Survey: Data Analytics Falls Short in Detecting Fraud
The growing list of technologies being used in the cat-and-mouse game of detecting financial fraud apparently does not include data analytics, according to new study.
KPMG, the corporate consulting firm, reported this week that its global survey of about 750 “fraudster” investigations revealed that perpetrators actually hold the upper hand when it comes to leveraging technology. The survey found that 29 percent of the 110 fraudsters analyzed in North America and 24 percent of the survey’s universe of 750 were “significantly enabled” by technological prowess.
The survey also warned that technology is more frequently used in committing fraud than in detecting it. Examples of technology-enabled fraud included gaining unauthorized electronic access to confidential information, and posting accounting journal entries to hide misappropriated funds.
More troubling, the survey found that “proactive data analytics was not the primary means of detection in any North American frauds, and organizations only used data analytics to detect 3 percent of fraudsters worldwide.” The study also found that instances of fraud in North America were most often detected accidentally, through tip offs and complaints, management reviews and internal audits.
“Companies can use advanced data analytics technology to search for suspicious and unusual business activity amid millions of daily transactions,” Phillip Ostwalt, KPMG’s global investigations network leader, noted in a statement. “However, many are not capitalizing on such technology while fraudsters find new ways to gain access to confidential information, manipulate accounting records and camouflage misappropriations.”
The auditor identified weak controls as a “major culprit” in the surge of financial fraud, adding that internal controls used to monitor usual transactions could be strengthened through the deployment of “analytical routines” along with internal audit functions. Weak internal controls contributed to 59 percent of fraud in North America, the survey found.

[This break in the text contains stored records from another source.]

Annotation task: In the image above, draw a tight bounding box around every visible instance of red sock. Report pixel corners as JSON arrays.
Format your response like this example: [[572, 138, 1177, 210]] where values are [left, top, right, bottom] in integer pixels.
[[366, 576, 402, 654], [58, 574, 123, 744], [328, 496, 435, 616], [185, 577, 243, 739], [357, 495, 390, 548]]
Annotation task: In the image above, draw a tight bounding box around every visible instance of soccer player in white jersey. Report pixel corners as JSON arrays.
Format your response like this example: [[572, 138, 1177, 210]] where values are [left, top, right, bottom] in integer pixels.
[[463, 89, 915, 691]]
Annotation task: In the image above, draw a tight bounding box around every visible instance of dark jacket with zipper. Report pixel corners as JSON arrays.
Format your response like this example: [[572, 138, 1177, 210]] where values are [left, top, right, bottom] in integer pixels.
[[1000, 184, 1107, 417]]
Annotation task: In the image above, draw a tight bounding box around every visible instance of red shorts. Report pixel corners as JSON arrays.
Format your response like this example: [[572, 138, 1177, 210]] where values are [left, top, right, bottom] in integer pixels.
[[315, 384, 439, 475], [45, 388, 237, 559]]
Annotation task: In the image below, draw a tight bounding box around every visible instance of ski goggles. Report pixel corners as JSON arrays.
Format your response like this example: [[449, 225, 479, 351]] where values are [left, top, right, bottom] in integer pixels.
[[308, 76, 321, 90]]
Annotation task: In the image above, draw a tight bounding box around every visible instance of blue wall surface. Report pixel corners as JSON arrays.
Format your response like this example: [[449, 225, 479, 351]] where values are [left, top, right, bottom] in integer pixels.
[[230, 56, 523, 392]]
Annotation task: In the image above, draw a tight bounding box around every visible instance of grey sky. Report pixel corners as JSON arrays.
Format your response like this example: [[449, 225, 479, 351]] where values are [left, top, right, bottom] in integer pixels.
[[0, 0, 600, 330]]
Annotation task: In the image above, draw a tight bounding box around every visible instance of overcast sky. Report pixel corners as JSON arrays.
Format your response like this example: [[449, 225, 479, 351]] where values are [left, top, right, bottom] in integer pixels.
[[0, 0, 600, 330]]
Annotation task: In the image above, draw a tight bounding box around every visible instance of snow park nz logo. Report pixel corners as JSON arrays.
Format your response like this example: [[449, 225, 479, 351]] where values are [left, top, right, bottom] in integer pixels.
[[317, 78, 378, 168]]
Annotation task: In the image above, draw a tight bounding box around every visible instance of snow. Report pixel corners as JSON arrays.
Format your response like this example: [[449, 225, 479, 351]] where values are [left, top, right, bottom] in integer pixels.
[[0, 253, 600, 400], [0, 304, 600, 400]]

Echoing earlier surveys, KPMG found that the majority of fraud threats come from within companies, with 56 percent of North American perpetrators employed by their victims. More than half are company executives working in “operations,” finance or the CEO’s office, and two-thirds of fraudsters are men between the ages of 35 and 55. The largest group, 38 percent, was found to have worked for the company more than six years.
Misappropriation of assets (47 percent), primarily embezzlement and procurement fraud, was the leading scenario, followed by fraudulent financial reporting (22 percent). The survey identified 86 instances of fraud that cost companies more than $5 million.
“Companies have to design anti-fraud mechanisms that look both ways, inside and outside,” the survey authors noted. “They need to be aware of the possibility that a lone, inside fraudster may be working with a sizeable group of people on the outside.”
The KPMG study also warns that companies must act quickly to tip the technology balance back in their favor. “The key anti-fraud technology is data analytics, a tool that can sift through millions of transactions, looking for suspicious items,” the survey noted. “But only 3 percent used pro-active anti-fraud data analytics in detection of the fraudsters surveyed.”
Emerging anti-fraud tools like analytics will be needed as technology-based fraud such as ransom ware becomes a nearly weekly occurrence. “Cyber fraud, an important form of technology-based fraud, is emerging as a growing threat and many companies are aware of the issue but seem to be doing little about it,” the surveyed warned.
In the case of ransom ware attacks on hospitals, victims often simply shut down affected systems and employ disaster recovery techniques to retrieve stolen records. Some also have paid ransom demands to retrieve stolen patient records.